I pranzi controvoglia con i parenti sono prove cui siamo sottoposti più o meno tutti, e trovano le loro massime espressioni in occasione di Natale e Pasqua. Superata la fase, comune a molti, della ribellione adolescenziale durante la quale si cercavano escamotage per evitarli, subentra generalmente una sorta di rassegnazione dettata dall’accettazione del proprio ruolo di adulti e dal fatto che abbuffarsi come troie in una gangbang, specie se il menù è diverso da quello di una gangbang, piace un po’ a tutti.

Perché si possa quindi superare nel migliore dei modi il pranzo pasquale – per vicinanza temporale prendiamo in esame quello – ho elaborato alcune tecniche.

Tecnica Prime Uve
Quante volte avete detto, senza magari poi tener fede al vostro proposito “stasera non bevo, domani ho i parenti”? Non bere? Nulla di più sbagliato. Certo, andare a letto presto e in condizioni accettabili significa svegliarsi per tempo e non doversi trascinare a tavola annaspando penosamente, ma taglia alcuni vantaggi da non sottovalutare.
Innanzitutto la sofferenza vi porta a mantenervi concentrati sull’obiettivo secondario, cioè mangiare senza ubriacarsi, cosa che potrebbe portarvi ad atteggiamenti troppo brillanti di cui vi pentireste al prossimo incontro con i parenti, e su quello primario, uscirne vivi e in tempi non biblici. Non va tralasciato neanche il mal di testa da hangover, capace di macinare tutta la merda che vorreste evitare (lo zio neogrillino, la cugina che si sposa e quella vegana che caga il cazzo per via dell’agnello, i bambini che frantumano il cazzo e così via) in un unico – seppur fastidioso – indistinto e lontano brusio. Inoltre un colorito tra il beige e il ‘ghiaia’ vi offre la possibilità di giustificare con “sto poco bene” il vostro mutismo e un’eventuale fuga prima del tempo. Sapete che qualche zio proverà a venire a vedere il vostro bluff con “fatto tardi ieri sera, eh?”, ma voi mentite sfacciatamente e dite di esservi addormentati alle 11.
Se non ve la sentite di mentire, addormentatevi davvero alle 11 (ma di mattina) dopo esservi impasticcati a qualche after.

Tecnica Kossiga
Da usarsi specialmente se non temete per la vostra reputazione presso i parenti o se la casa in cui ci si è riuniti è la vostra e non vedete l’ora di liberarla.
L’obiettivo è creare tensione sociale.

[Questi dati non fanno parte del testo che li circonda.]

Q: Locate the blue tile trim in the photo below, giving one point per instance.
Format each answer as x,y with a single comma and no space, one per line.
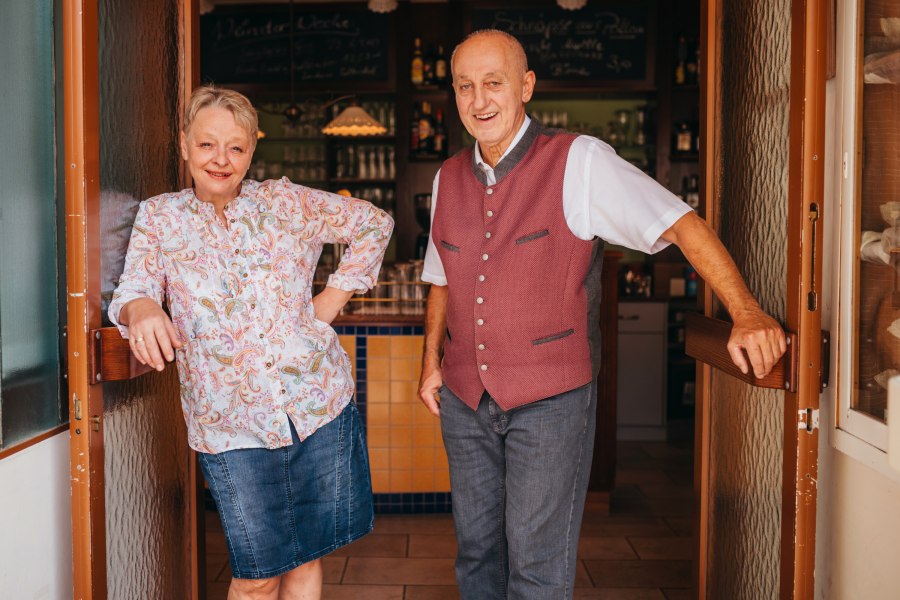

Intromettetevi in qualunque discorso con la delicatezza di un’entrata di Materazzi: trattate lo zio grillino come un essere inferiore geneticamente, la cugina vegana come un’illusa idealista (mentre vi riempite le fauci di gustosissimo agnello) e liquidate velocemente quella che si sposa con considerazioni sprezzanti sull’inattualità e l’inutilità del matrimonio, non disdegnando aneddoti su matrimoni finiti malissimo e tradimenti. Se qualcuno, per allentare la tensione, prova a portare il discorso su argomentazioni più facete, zittite la tavolata intera con “smettiamola di parlare di queste cretinate”.
Anche vostra madre non vedrà l’ora di andarsene, ma verrete bollati come la testa di cazzo che effettivamente siete.
Per questo esiste la ‘variante servizi segreti’, ma richiede maggiore concentrazione e un discreto allenamento nei bar del circondario (dai quali, se scoperti, verrete allontanati a bottigliate). La finalità è la stessa ma la tecnica è più raffinata: si tratta sostanzialmente di mettere i parenti l’uno contro l’altro, senza che questi se ne accorgano. I campioni di questa tecnica, con l’aiuto di poche frasette buttate lì come fossero neutrali e superpartes, possono godersi le discussioni che si fanno più accese mentre degustano i cappelletti in brodo, e sorseggiare un amaro, senza che tra questi due momenti intercorrano tre o quattro ore, facendo magari anche la figura dei pacieri. Se siete attori consumati potete anche salutare con aria paternalistica e dispiaciuta i parenti che se ne vanno frettolosamente, invitandoli alla pace in nome dell’unione familiare.

Tecnica Vic Mackey
Si tratta di creare imbarazzo e rabbia all’interno di uno o più nuclei familiari piazzando prove che ne sputtanino almeno uno dei componenti, in modo che questi accelerino il ritorno a casa per chiarire la questione. Dalla classica macchia di rossetto sulla camicia di uno zio, a indizi su un flirt tra cuginetti. Non esagerate: il vibratore nella borsa della nonna o fotomontaggi che attestino la passione di vostro padre per il sesso interspecie sono un pochino troppo, e potrebbero sfuggirvi di mano le conseguenze. Specie se vostro padre si mette a piangere e confessa tutto.
Consigliatissimo: con una spesa vicina ai 10 euro potete piazzare un paio di grammi di fumo scadente addosso al cugino quattordicenne che vi sta sul cazzo.

In casi estremi
Tecnica MacGyver
Congelate un uovo di Pasqua. Appena i parenti si siedono rompetelo con un martello. Usando i pezzi di cioccolato più acuminati sgozzate i parenti.
Mangiate il cioccolato.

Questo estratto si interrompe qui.